Epistemic Injustice in and through AI
Epistemic Injustice in and through AI
Deadline for Expression of Interest : 15th November 2025 23:59 (Anywhere on Earth)
Notification of Acceptance : 25th November 2025
Workshop Date: 30th November 2025 09:30 am - 03:30 pm (AEST)
This AI-generated image illustrates how machine learning models often produce distorted, artefact-ridden outputs that lack intentionality and draw from the labour of human creators without credit (Adobe Firefly prompt, 24.09.2025: ‘epistemic injustice in and through ai’)
AI is rapidly transforming knowledge production and practices across a range of domains, yet AI technologies often embed and perpetuate epistemic injustices—privileging dominant perspectives while marginalising others.

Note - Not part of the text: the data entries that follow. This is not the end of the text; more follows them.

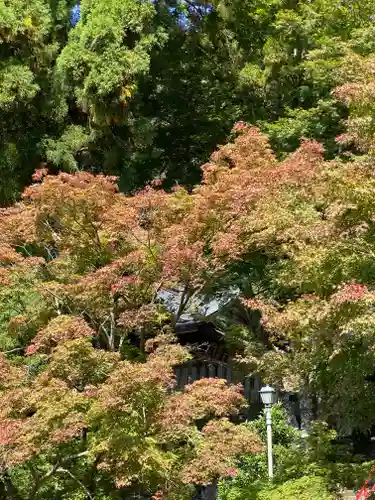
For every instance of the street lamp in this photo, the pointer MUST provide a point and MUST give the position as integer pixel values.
(268, 396)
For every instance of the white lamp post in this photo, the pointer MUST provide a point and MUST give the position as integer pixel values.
(268, 396)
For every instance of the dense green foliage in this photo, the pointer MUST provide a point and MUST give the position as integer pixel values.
(143, 89)
(281, 220)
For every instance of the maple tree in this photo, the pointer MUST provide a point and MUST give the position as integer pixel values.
(88, 265)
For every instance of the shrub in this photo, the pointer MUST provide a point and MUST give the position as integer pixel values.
(304, 488)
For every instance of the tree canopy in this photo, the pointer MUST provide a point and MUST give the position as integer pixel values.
(146, 88)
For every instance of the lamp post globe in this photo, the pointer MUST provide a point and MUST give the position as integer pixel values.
(268, 396)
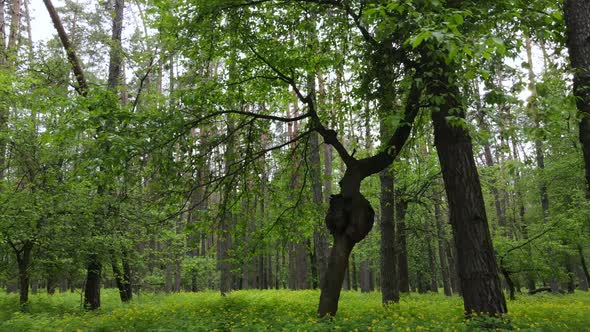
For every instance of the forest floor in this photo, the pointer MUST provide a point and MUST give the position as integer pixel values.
(283, 310)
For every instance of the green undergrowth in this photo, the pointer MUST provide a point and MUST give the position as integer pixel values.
(284, 310)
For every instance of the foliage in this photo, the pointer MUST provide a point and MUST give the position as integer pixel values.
(283, 311)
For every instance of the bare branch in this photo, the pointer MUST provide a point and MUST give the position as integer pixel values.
(82, 88)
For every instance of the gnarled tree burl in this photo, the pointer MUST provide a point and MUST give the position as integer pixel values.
(350, 216)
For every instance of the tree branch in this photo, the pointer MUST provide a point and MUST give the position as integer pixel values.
(82, 88)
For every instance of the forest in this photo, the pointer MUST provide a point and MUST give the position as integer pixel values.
(294, 165)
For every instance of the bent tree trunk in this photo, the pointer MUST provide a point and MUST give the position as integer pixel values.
(23, 259)
(478, 270)
(578, 29)
(350, 216)
(349, 219)
(389, 277)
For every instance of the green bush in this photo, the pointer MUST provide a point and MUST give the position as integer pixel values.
(284, 310)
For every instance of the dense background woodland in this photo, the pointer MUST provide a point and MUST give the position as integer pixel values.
(396, 146)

We recognise that the rise of AI systems has reignited long-standing questions about who gets to author knowledge, whose voices are recognised, and how technology design contributes to the reproduction of global power hierarchies. Critical scholars across philosophy and postcolonial studies argue that knowledge is not neutral. This can be framed through the lens of epistemic injustice, where marginalised groups are denied credibility or interpretive tools.

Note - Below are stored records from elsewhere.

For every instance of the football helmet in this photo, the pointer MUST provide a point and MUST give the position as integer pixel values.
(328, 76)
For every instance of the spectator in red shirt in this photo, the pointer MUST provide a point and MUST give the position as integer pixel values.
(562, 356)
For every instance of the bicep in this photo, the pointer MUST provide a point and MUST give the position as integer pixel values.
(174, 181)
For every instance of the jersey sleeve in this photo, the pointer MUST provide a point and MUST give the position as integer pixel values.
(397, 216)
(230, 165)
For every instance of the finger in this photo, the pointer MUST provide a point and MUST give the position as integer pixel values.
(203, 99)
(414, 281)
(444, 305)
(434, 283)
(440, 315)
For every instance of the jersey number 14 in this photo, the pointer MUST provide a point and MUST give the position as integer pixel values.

This workshop invites contributions that explore epistemic injustice in and through AI, examining how AI systems can marginalise knowledge, culture, and access. Participants will engage in critical discussions about how these technologies contribute to the inequitable distribution of knowledge and authority, not only in their outputs but also through their design, development, deployment and governance.
This workshop is organised as part of OzCHI conference in Sydney, Australia (in person).
The workshop will move between hands-on experimentation, reflective discussion, and collaborative mapping. Conversations will continually return to the question of equitable knowledge infrastructures in technical systems, innovation, and research practices.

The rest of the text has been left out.